The government also faced scrutiny over links between it and the for-profit long-term care industry. The Ontario Health Coalition announced that it would file a formal complaint to the province's Integrity Commissioner, J. David Wake, over the bill, calling for an investigation into donations made by the industry to the Progressive Conservative Party. The government was also accused of using the pandemic as a cover to pass omnibus legislation that would entrench the Progressive Conservative Party's interests, with Emmett Macfarlane, associate professor at the University of Waterloo, stating that "to the extent that they're using the pandemic as cover for these controversial initiatives, it just stinks to high heaven."

== Reactions to the Municipal Elections Act changes ==
The day after the government introduced the bill to the Legislative Assembly, a report from the Centre for Urban Policy and Local Governance at Western University was released finding that there had been a high level of public interest in the voting system in the 2018 London elections and that "London shows us that ranked balloting can be administered well, but that it takes extra effort and organization, at least the first time around."

=== Support ===
Steve Clark, Minister for Municipal Affairs and Housing, defended the government's move to ban ranked ballots, stating that it ensured consistency between municipal, provincial, and federal electoral systems, and would save municipalities money. He further stated that "our new proposed changes would bring predictability to municipal elections, at a time when Ontarians are focused on their health and safety."

=== Opposition ===
The move to ban ranked ballots was also met with heavy criticism, with critics stating that it undermined local democracy and came without consulting the public. Electoral reform advocacy group Fair Vote Canada released a statement saying that "too often, politicians will push for whatever system is in the best interest of their party, or to protect their own jobs. Today we see that since the Conservative Party supports first-past-the-post, every municipality in Ontario is now stuck with it."

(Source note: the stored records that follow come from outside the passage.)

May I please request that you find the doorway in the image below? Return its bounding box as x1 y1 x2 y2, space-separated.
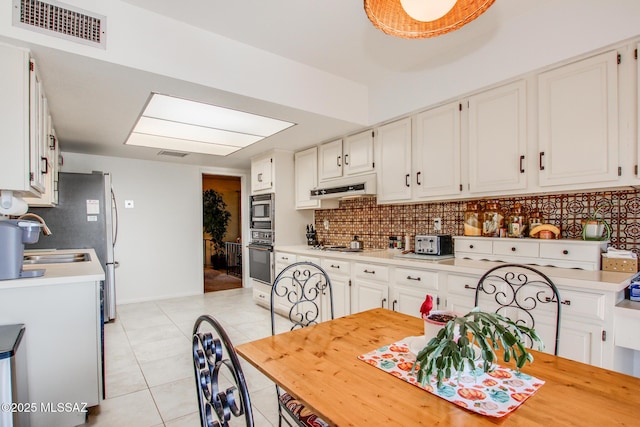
202 174 243 292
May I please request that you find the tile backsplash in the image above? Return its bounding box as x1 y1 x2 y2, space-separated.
315 190 640 254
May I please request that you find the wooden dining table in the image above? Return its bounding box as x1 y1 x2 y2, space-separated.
236 308 640 426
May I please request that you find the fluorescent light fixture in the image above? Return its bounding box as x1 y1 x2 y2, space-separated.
125 93 294 156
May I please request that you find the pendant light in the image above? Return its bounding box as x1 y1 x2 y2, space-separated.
364 0 495 39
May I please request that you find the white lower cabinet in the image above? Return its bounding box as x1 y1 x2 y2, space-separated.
389 267 439 317
352 263 389 313
320 258 351 320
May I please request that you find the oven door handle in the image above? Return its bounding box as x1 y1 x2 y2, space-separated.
247 245 273 252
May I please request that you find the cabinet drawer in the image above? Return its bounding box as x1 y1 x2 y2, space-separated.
394 268 438 289
447 274 479 296
296 255 320 265
540 242 602 264
355 263 389 283
455 239 493 255
493 239 540 258
276 252 298 266
322 258 351 276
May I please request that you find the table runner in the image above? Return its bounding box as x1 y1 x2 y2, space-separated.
358 337 544 417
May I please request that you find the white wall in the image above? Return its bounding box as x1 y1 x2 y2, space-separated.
62 153 248 304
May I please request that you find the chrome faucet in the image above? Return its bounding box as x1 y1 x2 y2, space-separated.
18 212 53 236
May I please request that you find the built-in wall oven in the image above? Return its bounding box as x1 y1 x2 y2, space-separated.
247 230 275 285
249 193 274 230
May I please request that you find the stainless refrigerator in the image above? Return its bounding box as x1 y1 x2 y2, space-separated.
29 172 118 322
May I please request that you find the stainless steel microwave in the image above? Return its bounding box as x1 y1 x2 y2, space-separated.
250 193 274 230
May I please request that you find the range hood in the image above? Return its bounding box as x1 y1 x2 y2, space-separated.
311 173 376 200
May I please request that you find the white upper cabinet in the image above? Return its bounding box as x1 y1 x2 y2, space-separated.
251 155 274 194
294 147 320 209
468 80 527 194
375 117 411 203
318 139 344 181
538 51 619 187
411 102 462 199
0 44 48 197
318 130 374 182
342 130 374 175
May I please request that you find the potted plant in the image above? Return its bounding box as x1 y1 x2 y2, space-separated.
582 202 611 240
413 307 543 386
202 190 231 268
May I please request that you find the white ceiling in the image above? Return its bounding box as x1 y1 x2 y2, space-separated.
0 0 640 168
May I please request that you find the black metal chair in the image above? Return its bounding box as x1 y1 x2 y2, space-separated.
192 315 254 427
475 264 563 356
270 261 333 427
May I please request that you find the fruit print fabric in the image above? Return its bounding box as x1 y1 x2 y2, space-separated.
358 337 544 417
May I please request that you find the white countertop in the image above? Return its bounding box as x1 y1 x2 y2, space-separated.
0 249 104 289
275 245 634 292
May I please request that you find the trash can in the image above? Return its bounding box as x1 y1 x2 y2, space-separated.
0 324 31 427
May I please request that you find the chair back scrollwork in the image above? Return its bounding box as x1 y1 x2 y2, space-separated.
271 261 334 334
192 315 254 427
475 264 561 355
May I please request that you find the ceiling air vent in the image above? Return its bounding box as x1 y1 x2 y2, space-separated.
13 0 107 49
158 150 189 157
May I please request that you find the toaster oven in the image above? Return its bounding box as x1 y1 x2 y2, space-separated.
415 234 453 255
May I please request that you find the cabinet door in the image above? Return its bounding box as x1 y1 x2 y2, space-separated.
412 102 461 198
353 280 389 313
322 275 351 320
468 81 527 193
294 147 320 209
318 139 344 181
538 51 618 186
375 118 411 202
343 130 373 175
29 60 47 193
251 157 273 192
558 316 604 367
391 285 438 317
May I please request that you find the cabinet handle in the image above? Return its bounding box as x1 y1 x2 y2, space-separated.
544 297 571 305
40 157 49 175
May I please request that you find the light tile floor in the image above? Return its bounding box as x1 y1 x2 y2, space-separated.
84 289 284 427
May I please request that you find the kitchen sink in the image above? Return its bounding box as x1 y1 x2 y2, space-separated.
23 252 91 264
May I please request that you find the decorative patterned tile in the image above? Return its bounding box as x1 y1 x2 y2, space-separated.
315 190 640 254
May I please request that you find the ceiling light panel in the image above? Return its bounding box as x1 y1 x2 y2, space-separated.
135 117 264 148
143 94 293 136
125 93 294 156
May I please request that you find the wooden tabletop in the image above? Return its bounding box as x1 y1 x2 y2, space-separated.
237 308 640 427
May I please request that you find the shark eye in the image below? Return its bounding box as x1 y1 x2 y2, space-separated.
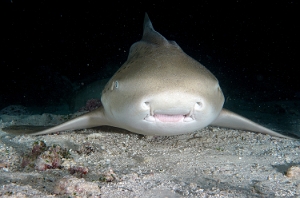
115 81 119 89
110 81 119 90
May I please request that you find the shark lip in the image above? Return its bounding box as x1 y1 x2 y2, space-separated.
144 114 194 122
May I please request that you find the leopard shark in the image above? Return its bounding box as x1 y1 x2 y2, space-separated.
4 13 296 138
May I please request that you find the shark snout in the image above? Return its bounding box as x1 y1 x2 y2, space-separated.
143 98 204 122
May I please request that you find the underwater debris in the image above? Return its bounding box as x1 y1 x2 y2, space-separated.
21 141 70 171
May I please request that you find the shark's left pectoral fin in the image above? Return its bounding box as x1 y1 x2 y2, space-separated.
2 107 109 135
210 109 297 139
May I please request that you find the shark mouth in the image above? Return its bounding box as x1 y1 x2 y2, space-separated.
145 114 194 122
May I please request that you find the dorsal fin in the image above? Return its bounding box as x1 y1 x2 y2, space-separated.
142 13 169 45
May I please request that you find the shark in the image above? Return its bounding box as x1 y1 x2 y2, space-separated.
4 13 296 138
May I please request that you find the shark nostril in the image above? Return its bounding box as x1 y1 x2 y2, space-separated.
196 102 202 108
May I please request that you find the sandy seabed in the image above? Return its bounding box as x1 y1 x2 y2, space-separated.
0 114 300 198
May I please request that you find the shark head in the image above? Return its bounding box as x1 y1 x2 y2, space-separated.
101 14 224 135
3 14 299 139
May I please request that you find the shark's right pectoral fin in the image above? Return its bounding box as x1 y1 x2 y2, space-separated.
2 107 109 135
210 109 299 139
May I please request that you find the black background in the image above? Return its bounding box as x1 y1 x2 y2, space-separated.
0 0 300 109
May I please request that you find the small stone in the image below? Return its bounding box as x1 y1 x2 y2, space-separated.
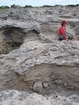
43 82 49 88
71 86 74 89
64 83 68 87
33 81 43 92
54 80 63 85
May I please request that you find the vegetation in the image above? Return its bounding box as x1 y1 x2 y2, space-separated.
23 5 33 8
42 5 53 7
0 6 10 9
66 4 79 7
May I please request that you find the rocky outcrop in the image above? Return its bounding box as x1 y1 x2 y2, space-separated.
0 90 79 105
0 7 79 105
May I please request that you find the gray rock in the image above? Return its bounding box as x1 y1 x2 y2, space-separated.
33 81 43 92
43 82 49 88
64 83 68 87
54 80 63 85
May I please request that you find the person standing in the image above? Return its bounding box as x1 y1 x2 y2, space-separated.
58 20 68 40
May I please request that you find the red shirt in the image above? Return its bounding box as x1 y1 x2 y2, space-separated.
58 25 66 40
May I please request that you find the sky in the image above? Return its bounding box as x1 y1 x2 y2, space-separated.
0 0 79 6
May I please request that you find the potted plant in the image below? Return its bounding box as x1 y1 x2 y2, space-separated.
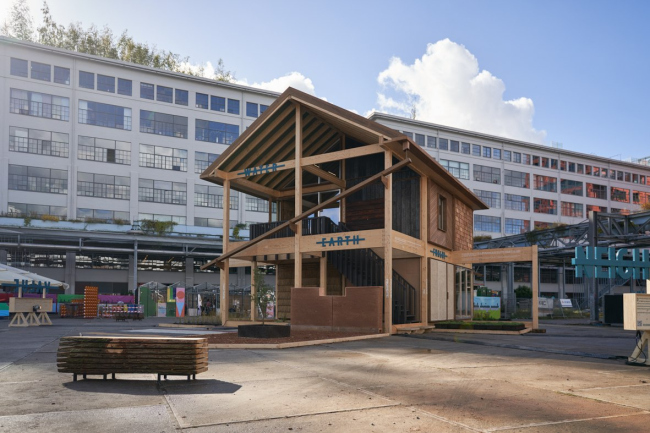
237 268 291 338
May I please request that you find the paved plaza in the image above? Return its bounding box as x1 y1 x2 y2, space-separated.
0 319 650 433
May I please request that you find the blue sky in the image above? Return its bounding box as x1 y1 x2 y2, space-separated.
5 0 650 158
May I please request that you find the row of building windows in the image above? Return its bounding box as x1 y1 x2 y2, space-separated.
10 57 268 113
401 131 650 185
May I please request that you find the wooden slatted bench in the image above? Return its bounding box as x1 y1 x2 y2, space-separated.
56 336 208 382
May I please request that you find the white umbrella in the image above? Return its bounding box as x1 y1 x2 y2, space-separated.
0 264 68 289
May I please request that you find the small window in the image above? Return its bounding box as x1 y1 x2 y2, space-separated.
228 99 239 114
176 89 188 106
10 57 28 78
438 195 447 232
195 93 208 110
32 62 52 81
79 71 95 90
117 78 133 96
156 86 174 104
97 74 115 93
210 96 226 113
140 83 154 101
54 66 70 86
246 102 258 117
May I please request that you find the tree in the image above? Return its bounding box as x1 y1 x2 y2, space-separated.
251 268 275 325
0 0 34 41
0 0 235 82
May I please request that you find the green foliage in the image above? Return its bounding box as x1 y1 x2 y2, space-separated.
515 286 533 299
0 0 235 82
140 220 177 236
251 268 275 325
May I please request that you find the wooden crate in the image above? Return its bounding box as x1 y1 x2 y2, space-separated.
57 337 208 381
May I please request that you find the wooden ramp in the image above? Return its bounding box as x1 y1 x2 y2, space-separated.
57 337 208 380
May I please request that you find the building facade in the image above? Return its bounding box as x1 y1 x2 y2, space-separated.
370 113 650 238
0 38 277 233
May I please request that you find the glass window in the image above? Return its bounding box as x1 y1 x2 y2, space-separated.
9 57 28 78
440 159 469 180
474 189 501 209
228 99 239 114
140 144 187 171
140 110 187 138
175 89 189 107
195 93 208 110
117 78 133 96
195 119 239 144
246 102 259 117
210 96 226 113
587 183 607 200
560 179 582 197
474 164 501 184
474 215 501 233
561 201 583 218
194 152 219 174
79 71 95 90
138 179 187 205
503 170 530 188
9 164 68 194
31 61 52 81
506 218 530 235
97 74 115 93
77 172 131 200
9 89 70 122
77 135 131 165
54 66 70 85
505 194 530 212
79 100 131 131
535 174 557 192
533 198 557 215
610 186 630 203
156 86 174 104
140 83 154 101
9 126 70 158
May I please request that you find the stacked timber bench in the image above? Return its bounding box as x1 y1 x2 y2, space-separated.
56 337 208 382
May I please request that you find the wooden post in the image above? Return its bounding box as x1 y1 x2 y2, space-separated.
219 179 230 325
379 147 393 333
531 245 539 329
320 255 327 296
420 176 429 325
293 104 302 287
251 262 256 322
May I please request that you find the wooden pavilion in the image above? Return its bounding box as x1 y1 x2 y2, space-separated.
201 88 536 333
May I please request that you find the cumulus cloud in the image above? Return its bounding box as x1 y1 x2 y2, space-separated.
236 72 316 96
377 39 546 143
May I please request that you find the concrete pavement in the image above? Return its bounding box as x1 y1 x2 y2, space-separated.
0 319 650 433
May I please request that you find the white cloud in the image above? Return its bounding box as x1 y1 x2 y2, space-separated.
377 39 546 143
236 72 316 96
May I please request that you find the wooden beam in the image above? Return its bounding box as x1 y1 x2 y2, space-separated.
293 104 302 287
303 165 345 188
201 159 411 270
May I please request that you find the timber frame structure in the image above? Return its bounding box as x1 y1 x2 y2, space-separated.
201 88 536 333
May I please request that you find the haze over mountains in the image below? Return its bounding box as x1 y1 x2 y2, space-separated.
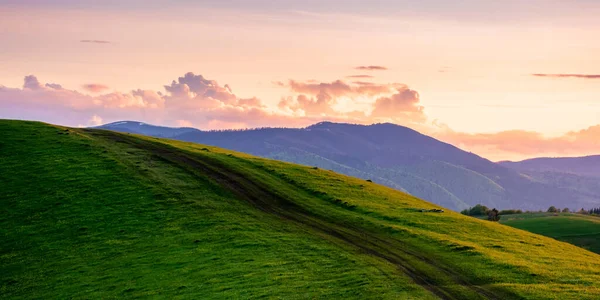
99 121 600 210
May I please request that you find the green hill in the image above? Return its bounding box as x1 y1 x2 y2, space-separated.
501 213 600 253
0 121 600 299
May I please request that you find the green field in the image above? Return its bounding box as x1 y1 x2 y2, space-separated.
500 213 600 253
0 121 600 299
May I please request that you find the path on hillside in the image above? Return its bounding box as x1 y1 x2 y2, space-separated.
85 130 520 299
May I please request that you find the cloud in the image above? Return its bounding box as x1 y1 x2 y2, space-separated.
82 83 108 93
531 73 600 79
346 74 374 78
79 40 112 44
0 72 600 160
355 66 388 71
371 87 426 122
435 125 600 160
88 115 102 126
278 80 427 125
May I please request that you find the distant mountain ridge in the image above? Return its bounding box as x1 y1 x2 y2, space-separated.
98 121 600 210
499 155 600 177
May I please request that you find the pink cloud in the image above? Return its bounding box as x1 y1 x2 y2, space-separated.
0 73 600 159
82 83 108 93
435 125 600 160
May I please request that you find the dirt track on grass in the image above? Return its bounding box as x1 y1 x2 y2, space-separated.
85 130 520 299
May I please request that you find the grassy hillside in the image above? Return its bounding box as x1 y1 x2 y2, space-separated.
100 121 600 211
501 213 600 253
0 121 600 299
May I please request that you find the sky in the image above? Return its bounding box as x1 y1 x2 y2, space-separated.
0 0 600 160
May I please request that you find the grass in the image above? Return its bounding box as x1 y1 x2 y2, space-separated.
0 121 600 299
501 213 600 253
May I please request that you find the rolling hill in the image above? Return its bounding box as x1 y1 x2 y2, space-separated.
0 121 600 299
96 122 600 211
500 213 600 253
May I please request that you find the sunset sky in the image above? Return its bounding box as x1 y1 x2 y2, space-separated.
0 0 600 160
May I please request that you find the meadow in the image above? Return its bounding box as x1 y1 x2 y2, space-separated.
0 120 600 299
500 213 600 253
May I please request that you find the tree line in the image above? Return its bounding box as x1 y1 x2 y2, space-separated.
460 204 600 221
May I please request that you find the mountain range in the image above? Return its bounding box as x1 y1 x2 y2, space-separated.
97 121 600 210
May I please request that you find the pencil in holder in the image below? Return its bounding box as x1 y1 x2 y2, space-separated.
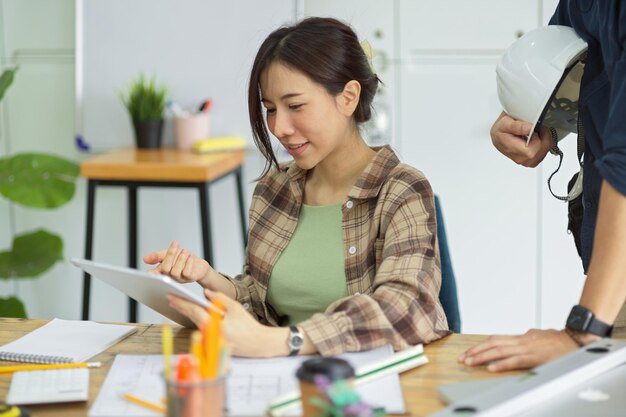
174 112 211 150
165 376 226 417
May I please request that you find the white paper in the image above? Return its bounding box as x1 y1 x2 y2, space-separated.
0 319 137 362
89 346 405 417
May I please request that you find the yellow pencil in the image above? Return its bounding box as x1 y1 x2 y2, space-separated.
161 324 174 381
189 330 208 378
0 362 102 374
124 393 165 413
204 299 225 378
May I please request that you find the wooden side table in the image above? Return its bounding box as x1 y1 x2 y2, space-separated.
80 148 247 323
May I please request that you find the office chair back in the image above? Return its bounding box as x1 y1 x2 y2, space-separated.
435 196 461 333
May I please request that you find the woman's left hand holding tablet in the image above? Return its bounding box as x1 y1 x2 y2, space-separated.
143 241 236 298
168 289 289 357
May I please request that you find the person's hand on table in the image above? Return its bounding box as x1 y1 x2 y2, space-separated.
490 112 553 168
168 289 289 357
458 329 579 372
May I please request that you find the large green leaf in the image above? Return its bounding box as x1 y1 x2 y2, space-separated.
0 68 17 100
0 230 63 279
0 297 26 319
0 153 79 208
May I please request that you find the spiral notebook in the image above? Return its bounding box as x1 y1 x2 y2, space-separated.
0 319 137 363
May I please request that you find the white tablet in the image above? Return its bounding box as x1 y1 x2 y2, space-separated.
71 258 209 328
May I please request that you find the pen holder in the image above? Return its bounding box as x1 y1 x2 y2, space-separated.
296 358 354 417
174 112 211 150
165 377 225 417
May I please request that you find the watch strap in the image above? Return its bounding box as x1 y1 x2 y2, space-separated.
287 326 303 356
587 317 613 337
565 305 613 337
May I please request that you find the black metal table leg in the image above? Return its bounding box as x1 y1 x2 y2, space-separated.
82 180 97 320
128 184 137 323
198 183 215 267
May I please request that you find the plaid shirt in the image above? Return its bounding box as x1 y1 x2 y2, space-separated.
228 146 449 356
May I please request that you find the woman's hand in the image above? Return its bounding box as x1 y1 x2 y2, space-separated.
168 290 289 358
490 112 553 168
143 241 237 298
143 241 215 283
458 329 578 372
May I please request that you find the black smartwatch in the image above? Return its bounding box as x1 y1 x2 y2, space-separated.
287 326 304 356
565 305 613 337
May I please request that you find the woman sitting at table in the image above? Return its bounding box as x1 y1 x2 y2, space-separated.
144 18 449 357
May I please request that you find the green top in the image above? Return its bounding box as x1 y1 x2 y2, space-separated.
267 203 348 325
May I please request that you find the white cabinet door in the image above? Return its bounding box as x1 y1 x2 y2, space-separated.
398 0 539 54
399 57 539 333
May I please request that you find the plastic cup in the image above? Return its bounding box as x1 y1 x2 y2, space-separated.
165 377 225 417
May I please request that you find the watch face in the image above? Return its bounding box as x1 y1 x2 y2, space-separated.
567 306 593 332
283 334 304 349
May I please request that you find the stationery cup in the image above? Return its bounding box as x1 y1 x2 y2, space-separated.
165 377 225 417
296 358 354 417
174 112 211 150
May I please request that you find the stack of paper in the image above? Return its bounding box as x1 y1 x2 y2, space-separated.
0 319 137 363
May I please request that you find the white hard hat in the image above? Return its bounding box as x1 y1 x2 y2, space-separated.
496 25 587 140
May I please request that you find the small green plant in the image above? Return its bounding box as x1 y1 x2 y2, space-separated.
120 74 167 122
0 68 79 317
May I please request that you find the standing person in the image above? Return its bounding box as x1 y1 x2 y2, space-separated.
144 18 449 357
459 0 626 371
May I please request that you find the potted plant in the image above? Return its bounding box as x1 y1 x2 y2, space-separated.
120 74 167 148
0 68 79 317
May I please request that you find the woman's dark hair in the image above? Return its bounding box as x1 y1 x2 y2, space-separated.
248 17 380 177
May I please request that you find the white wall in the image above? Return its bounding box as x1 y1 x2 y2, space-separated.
0 0 583 333
0 0 286 322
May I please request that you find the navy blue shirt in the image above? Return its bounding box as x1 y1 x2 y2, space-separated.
550 0 626 272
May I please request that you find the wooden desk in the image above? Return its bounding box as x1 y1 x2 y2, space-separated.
80 148 247 322
0 318 520 417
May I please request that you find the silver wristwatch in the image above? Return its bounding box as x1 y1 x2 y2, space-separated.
287 326 304 356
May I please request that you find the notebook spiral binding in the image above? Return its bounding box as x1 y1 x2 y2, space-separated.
0 352 74 364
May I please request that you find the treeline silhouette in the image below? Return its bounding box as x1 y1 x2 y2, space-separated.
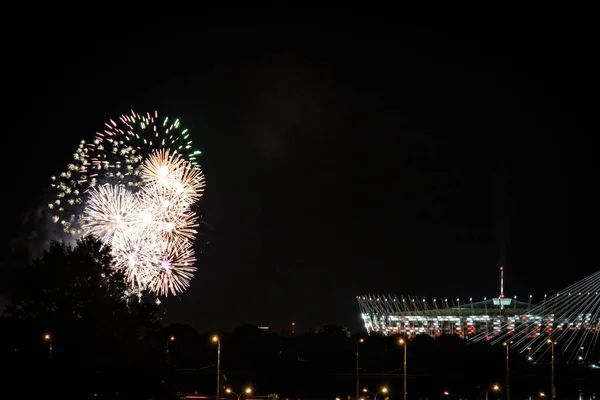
0 237 600 400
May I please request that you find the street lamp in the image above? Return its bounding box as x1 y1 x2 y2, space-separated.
213 335 221 399
167 336 175 363
503 340 512 400
398 339 407 400
354 338 365 400
546 339 556 400
225 387 252 400
363 386 388 400
485 385 500 400
44 333 52 359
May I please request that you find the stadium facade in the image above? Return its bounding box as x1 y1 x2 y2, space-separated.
356 294 536 338
356 266 600 340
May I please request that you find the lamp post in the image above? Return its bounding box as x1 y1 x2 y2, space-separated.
363 386 388 400
44 333 52 360
485 385 500 400
167 336 175 363
503 340 512 400
225 387 252 400
213 335 221 399
398 339 408 400
354 338 365 400
546 339 556 400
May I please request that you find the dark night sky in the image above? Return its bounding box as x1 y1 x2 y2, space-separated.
2 11 598 331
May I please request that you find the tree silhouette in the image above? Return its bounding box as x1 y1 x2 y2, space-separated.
5 236 159 368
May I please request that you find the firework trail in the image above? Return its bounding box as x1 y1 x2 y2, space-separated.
49 112 205 296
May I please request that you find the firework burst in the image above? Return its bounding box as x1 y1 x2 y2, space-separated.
49 112 205 296
48 111 201 236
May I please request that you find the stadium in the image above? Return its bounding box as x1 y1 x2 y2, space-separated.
356 267 600 357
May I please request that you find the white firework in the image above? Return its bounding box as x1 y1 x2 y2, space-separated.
77 149 204 296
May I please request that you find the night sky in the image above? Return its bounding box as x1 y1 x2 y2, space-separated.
2 14 598 332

John Tory, mayor of Toronto, and a number of Toronto city councillors denounced the move, as the city was considering switching to ranked ballots for future municipal elections. In Kingston, Bryan Paterson, the city's mayor, stated that "in 2018 Kingston voted in favour of moving to a system of ranked ballots in 2022, and I believe their decision should be respected." The London City Council voted almost unanimously to request that the province exempt the city from the ban.